Charity-centric streams are part of a diverse content mix, with additional live streams in areas such as wellness, make-up and comedy ensuring the platform remains relevant to its audience. Monetising digital content is one of the greatest challenges in the online space, but Bidchat has successfully tapped into the idea that when consumers spend, they’re drawn to businesses that distribute profits to social causes.
Outside of the digital realm, creative-tech entrepreneurs are also looking for new ways to design products with positive outcomes for users and the wider community. As the founder of Shark Mitigation Systems, Hamish Jolly develops non-invasive shark deterrent technology. “Being attacked by a shark is very unlikely,” he said. “But the impact on the community is profound.”
So far he has been involved in the development of a shark-deterrent wetsuit as well as the Clever Buoy – a near-shore shark detection and warning system that uses sonar technology and satellite communication to alert lifeguards when a shark is approaching a public beach – and the Seabin Project designed to clean up our oceans.
“The great ideas actually come when you connect,” Hamish said. “Cross-discipline opens new ideas.” The development of these products has been the result of collaboration with universities, researchers and large corporations willing to fund projects. Without this collaboration, Hamish believes many of his ideas simply wouldn’t have come to fruition.
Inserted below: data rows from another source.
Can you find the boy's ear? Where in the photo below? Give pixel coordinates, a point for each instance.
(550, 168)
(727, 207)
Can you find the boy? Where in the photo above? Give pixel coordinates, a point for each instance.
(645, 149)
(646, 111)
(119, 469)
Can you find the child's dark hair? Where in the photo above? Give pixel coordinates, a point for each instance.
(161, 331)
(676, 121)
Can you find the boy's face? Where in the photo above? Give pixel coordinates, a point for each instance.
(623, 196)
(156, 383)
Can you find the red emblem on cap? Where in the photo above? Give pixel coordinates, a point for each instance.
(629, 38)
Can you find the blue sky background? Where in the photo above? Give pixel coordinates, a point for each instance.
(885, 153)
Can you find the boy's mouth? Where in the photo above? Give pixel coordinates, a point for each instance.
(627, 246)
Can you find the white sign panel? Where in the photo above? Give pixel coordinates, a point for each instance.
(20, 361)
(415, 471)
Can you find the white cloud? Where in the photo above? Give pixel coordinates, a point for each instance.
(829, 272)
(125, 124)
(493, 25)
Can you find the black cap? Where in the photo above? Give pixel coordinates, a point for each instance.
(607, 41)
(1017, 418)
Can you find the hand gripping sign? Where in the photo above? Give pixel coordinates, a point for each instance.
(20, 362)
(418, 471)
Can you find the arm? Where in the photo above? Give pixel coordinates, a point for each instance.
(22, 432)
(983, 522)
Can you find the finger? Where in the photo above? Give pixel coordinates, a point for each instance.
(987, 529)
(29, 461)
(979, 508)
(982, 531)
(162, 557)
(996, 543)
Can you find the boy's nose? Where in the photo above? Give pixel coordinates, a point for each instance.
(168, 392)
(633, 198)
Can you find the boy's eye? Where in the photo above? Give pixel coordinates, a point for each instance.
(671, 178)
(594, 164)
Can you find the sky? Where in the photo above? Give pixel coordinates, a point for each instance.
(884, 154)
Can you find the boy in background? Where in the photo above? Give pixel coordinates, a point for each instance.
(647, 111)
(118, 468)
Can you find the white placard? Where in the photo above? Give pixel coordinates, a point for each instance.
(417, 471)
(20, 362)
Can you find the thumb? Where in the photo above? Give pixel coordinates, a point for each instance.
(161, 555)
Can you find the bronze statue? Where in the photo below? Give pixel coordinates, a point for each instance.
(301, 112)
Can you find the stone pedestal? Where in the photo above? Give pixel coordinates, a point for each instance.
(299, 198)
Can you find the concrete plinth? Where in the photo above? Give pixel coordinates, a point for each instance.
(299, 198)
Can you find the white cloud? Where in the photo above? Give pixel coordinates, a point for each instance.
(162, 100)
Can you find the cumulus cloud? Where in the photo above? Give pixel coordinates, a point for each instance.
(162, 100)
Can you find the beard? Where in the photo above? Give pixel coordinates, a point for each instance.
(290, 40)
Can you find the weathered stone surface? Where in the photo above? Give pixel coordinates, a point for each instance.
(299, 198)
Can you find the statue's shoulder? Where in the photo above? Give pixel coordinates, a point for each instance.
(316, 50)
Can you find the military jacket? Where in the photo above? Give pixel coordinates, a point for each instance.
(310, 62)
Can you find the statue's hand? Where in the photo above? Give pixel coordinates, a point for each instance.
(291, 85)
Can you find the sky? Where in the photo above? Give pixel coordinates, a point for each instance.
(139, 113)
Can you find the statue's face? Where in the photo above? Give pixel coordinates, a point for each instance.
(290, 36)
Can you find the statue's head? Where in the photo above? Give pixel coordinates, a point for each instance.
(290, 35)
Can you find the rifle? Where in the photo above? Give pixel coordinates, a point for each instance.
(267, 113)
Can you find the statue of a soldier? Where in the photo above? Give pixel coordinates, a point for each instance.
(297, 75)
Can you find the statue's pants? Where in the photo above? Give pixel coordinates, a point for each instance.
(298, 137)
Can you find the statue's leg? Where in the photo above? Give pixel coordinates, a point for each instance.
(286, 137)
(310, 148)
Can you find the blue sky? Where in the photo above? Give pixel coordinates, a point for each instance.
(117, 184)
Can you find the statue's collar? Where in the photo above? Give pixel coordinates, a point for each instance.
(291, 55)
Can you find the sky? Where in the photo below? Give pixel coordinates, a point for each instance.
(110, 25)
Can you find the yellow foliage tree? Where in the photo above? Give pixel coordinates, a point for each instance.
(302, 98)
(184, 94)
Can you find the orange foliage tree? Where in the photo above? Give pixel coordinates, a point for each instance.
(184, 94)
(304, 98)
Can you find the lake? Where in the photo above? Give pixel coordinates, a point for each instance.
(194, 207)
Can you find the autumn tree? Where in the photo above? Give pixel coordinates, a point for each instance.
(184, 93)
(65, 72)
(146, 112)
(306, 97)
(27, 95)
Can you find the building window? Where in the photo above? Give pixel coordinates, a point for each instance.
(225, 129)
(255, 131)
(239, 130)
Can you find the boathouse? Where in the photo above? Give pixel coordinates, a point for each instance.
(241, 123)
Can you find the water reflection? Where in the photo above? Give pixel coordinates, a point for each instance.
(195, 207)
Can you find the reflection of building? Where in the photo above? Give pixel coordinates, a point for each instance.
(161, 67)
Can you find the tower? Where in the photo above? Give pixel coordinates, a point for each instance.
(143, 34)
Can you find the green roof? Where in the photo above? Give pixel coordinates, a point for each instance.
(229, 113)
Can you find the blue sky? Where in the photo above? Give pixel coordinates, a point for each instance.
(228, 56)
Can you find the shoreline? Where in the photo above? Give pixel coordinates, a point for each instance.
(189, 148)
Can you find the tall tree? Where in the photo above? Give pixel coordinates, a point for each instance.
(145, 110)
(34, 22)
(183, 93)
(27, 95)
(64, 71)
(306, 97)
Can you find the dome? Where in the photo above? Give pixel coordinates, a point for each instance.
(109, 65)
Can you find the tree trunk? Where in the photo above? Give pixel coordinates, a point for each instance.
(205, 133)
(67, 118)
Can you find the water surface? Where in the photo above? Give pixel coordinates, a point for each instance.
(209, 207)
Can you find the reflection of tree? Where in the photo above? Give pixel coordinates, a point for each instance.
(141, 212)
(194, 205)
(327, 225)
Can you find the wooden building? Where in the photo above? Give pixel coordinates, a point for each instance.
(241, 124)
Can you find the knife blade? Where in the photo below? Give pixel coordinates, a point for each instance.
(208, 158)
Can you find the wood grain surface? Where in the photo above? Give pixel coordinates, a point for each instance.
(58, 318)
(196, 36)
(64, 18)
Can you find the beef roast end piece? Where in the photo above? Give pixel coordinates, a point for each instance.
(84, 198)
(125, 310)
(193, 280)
Like Hamish, Bethany Koby from Technology Will Save Us also develops products for positive social outcomes, focusing on the future of education.
“There is this bazaar relationship we have with tech,” she said. “We are really good at using it but not at producing it. It’s sealed and it’s designed for us not to interact with it, and so we don’t really understand it.”
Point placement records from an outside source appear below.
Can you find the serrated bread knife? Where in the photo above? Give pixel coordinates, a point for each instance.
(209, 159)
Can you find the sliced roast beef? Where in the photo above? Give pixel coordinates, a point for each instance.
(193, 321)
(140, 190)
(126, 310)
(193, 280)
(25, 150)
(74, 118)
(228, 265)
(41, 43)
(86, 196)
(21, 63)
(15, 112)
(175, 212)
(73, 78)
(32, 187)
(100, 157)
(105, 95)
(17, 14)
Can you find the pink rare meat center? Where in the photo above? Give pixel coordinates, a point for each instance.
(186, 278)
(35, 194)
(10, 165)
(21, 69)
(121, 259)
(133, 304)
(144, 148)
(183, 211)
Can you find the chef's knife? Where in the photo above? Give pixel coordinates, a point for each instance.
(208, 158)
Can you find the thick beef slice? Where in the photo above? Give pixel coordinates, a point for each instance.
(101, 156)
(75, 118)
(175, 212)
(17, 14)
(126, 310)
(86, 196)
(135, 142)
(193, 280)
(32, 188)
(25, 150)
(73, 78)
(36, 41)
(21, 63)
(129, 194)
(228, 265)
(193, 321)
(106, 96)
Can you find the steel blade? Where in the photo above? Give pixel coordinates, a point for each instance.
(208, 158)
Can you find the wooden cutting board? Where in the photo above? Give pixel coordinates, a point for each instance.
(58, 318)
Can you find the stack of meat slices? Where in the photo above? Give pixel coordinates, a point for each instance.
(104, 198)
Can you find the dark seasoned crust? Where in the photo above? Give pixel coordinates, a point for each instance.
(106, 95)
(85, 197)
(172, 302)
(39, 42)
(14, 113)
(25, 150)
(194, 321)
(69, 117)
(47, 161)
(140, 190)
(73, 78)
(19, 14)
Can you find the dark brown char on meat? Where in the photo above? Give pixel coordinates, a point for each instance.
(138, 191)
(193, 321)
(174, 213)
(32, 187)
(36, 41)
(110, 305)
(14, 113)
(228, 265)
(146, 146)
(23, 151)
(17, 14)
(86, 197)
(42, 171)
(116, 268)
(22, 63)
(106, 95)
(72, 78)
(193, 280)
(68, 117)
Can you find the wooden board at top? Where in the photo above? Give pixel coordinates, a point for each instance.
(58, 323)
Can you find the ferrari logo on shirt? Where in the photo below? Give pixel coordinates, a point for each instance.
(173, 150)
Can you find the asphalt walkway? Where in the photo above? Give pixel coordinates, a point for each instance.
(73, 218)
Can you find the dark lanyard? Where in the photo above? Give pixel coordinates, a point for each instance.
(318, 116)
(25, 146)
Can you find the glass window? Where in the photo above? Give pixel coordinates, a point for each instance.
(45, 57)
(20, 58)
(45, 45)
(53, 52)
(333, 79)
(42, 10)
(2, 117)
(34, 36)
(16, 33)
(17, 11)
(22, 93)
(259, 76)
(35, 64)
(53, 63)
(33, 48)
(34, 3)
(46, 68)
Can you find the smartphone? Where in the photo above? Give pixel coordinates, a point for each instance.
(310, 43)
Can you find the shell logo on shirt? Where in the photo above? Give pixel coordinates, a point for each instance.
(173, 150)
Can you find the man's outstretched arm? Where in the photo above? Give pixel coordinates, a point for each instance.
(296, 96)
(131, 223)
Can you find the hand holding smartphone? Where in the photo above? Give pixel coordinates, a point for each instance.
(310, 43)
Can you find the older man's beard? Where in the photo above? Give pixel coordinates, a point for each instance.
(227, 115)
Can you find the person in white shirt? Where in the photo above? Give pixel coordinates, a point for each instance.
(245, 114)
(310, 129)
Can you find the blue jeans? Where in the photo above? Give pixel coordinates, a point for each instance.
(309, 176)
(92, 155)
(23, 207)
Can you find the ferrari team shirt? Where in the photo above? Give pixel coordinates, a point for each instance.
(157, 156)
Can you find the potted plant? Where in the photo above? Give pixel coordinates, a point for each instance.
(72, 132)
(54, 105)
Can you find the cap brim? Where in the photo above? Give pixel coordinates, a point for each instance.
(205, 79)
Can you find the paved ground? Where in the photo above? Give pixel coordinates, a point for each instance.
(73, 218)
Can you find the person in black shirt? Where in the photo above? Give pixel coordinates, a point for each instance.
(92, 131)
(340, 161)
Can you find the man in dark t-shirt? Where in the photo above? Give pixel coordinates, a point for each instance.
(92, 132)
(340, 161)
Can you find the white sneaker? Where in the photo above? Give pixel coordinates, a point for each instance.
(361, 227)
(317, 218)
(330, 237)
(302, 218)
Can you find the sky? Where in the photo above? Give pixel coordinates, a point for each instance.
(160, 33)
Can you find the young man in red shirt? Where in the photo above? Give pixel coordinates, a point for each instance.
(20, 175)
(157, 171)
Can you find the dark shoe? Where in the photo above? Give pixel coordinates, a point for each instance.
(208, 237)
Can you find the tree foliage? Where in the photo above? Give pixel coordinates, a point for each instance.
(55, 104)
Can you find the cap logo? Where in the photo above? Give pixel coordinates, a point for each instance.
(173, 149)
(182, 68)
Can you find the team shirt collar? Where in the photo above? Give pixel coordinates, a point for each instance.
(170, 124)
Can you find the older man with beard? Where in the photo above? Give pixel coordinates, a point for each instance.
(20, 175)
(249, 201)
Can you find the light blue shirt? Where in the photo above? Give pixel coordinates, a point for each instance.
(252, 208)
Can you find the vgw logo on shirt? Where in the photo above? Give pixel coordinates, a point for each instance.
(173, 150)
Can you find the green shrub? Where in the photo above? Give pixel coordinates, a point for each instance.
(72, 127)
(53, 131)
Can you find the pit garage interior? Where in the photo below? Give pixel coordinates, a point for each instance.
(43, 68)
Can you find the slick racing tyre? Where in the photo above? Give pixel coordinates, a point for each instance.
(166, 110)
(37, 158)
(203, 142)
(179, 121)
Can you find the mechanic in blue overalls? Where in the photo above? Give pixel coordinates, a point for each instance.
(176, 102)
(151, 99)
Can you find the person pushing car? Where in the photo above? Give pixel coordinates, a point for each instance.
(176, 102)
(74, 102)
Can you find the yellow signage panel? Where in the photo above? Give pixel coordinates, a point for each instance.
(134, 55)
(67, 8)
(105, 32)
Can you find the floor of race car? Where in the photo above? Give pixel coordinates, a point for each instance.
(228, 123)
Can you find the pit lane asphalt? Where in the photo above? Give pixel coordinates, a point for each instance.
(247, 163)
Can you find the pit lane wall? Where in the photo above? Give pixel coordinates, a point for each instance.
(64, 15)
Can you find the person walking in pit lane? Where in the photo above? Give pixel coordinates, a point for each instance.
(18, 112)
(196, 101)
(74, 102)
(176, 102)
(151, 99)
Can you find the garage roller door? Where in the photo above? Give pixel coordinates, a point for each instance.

In response to this, she creates games, kits and wearables that encourage kids to learn how tech works. By building, coding and playing, children start to develop new skills while also indulging their young imaginations.
Through her journey, Bethany has learned that you must stay true to your mission. Refusing to change the gender-neutral design of her products to satisfy retailers, Technology Will Save Us prefers to focus on educational outcomes for children. “The biggest thing for us is – does it make the experience better for the user?” she said of the design and testing process. “There is nothing like an 8-year-old telling you something is stupid.”
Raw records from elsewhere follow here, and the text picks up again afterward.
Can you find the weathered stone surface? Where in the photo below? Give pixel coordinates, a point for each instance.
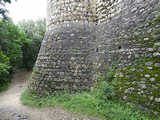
(82, 33)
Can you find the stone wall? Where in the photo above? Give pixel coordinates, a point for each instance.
(113, 30)
(81, 33)
(130, 38)
(65, 59)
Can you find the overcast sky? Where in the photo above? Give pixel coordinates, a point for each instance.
(27, 9)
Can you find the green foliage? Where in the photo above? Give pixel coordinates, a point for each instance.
(35, 31)
(4, 74)
(85, 103)
(100, 102)
(10, 42)
(139, 82)
(4, 71)
(3, 58)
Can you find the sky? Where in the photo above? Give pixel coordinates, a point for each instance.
(27, 10)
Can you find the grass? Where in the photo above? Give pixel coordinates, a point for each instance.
(4, 87)
(87, 103)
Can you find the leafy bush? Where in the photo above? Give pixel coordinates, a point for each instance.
(4, 74)
(11, 41)
(4, 70)
(139, 82)
(35, 31)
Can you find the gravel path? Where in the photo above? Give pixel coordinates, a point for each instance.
(12, 109)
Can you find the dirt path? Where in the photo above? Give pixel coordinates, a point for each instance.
(12, 109)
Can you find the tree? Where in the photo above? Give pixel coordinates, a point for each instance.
(3, 10)
(34, 31)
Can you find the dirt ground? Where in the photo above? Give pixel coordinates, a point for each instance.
(11, 107)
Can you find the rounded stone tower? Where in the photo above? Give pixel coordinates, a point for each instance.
(65, 59)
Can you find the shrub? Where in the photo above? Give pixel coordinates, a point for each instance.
(4, 69)
(139, 82)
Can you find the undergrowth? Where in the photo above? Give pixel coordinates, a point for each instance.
(4, 87)
(100, 102)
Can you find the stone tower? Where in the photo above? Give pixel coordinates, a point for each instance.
(65, 60)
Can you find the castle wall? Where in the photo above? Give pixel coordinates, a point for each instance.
(116, 19)
(73, 42)
(65, 59)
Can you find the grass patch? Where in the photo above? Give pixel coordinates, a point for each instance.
(88, 103)
(4, 87)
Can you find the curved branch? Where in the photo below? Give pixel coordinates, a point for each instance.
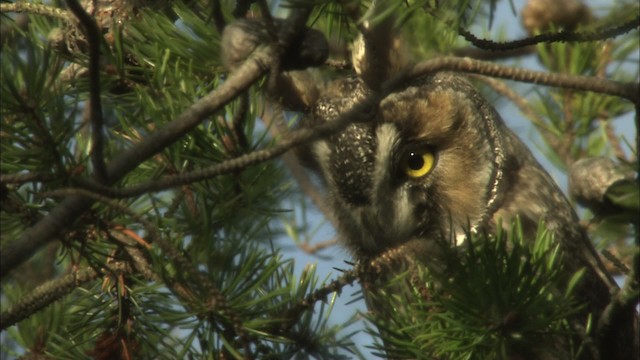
(43, 295)
(626, 90)
(70, 209)
(25, 7)
(561, 36)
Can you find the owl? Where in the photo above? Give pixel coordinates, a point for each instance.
(432, 163)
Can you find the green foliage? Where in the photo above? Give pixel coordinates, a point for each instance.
(477, 310)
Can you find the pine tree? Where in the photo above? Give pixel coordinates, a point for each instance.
(147, 185)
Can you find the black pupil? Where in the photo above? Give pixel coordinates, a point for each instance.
(415, 161)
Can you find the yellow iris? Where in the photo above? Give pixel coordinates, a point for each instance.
(418, 163)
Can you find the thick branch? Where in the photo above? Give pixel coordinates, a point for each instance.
(627, 90)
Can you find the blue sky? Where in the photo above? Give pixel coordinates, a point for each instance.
(506, 22)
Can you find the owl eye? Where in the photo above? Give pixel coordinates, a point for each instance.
(417, 163)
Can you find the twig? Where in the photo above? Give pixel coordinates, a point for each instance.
(26, 7)
(312, 249)
(561, 36)
(360, 112)
(43, 295)
(277, 127)
(26, 177)
(93, 35)
(626, 90)
(64, 214)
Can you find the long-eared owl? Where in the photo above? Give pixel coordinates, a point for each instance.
(434, 162)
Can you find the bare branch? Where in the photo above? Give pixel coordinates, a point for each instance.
(626, 90)
(26, 7)
(561, 36)
(64, 214)
(44, 295)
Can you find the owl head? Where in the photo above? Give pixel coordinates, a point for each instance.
(425, 165)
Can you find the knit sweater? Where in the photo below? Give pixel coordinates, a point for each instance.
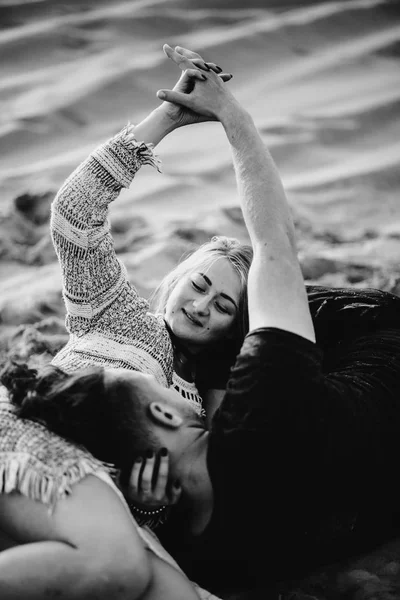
(109, 323)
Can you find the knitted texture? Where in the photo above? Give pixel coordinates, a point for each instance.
(38, 463)
(109, 324)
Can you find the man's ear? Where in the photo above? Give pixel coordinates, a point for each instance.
(164, 415)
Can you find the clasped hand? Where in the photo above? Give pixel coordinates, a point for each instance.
(149, 483)
(200, 94)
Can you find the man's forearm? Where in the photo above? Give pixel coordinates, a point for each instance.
(276, 290)
(260, 189)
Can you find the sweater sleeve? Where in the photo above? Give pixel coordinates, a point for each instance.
(93, 277)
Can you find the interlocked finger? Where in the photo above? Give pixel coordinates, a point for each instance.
(195, 74)
(197, 60)
(146, 483)
(134, 481)
(162, 476)
(179, 59)
(188, 53)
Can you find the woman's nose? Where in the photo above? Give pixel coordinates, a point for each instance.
(202, 305)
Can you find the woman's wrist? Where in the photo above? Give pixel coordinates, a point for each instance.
(154, 127)
(234, 117)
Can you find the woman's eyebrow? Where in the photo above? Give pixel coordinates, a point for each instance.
(209, 282)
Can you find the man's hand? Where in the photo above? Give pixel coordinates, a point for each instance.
(195, 71)
(149, 484)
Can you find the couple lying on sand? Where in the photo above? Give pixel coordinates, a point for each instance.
(244, 418)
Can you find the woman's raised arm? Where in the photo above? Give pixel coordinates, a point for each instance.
(277, 295)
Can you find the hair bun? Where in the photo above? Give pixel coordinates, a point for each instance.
(19, 380)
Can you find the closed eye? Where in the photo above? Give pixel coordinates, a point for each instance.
(222, 308)
(197, 287)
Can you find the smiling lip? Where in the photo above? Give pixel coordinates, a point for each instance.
(192, 319)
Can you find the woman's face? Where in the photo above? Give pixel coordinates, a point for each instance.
(204, 305)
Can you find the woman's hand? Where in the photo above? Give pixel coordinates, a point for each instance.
(194, 70)
(149, 485)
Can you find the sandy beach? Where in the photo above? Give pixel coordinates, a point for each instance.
(321, 80)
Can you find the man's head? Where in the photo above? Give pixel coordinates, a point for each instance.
(117, 414)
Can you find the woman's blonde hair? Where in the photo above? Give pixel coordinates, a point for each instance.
(239, 255)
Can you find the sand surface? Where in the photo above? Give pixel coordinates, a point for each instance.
(321, 79)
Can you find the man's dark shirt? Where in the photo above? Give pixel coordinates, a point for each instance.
(304, 450)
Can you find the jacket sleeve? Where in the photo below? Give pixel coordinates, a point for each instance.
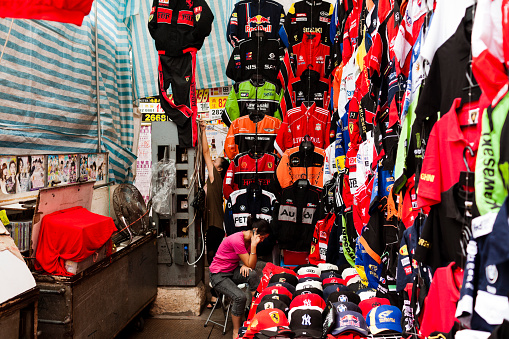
(229, 185)
(204, 17)
(231, 30)
(229, 225)
(230, 148)
(152, 19)
(234, 67)
(232, 106)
In doing so, Bethany hopes to better prepare children for the future – one where 65% of available jobs currently don’t exist. Her persistence is now paying off, with many retailers including Australia’s Myer jumping on board to sell the mind-expanding gadgets.
Together Anna, Roger, Hamish and Bethany represent a small cross-section of a much larger cohort of creative-tech entrepreneurs invested in using tech as a driver of change. Their talks and business models show us what’s possible, but that’s not to say being an entrepreneurial change-maker is easy.
Creative-tech startups face a number of challenges including funding, scaling and monetisation. In the face of these issues, however, our speakers proved what can happen when an idea for change is placed in the hands of a willing entrepreneur. If they are anything to go by, the future of creative-tech is looking very bright.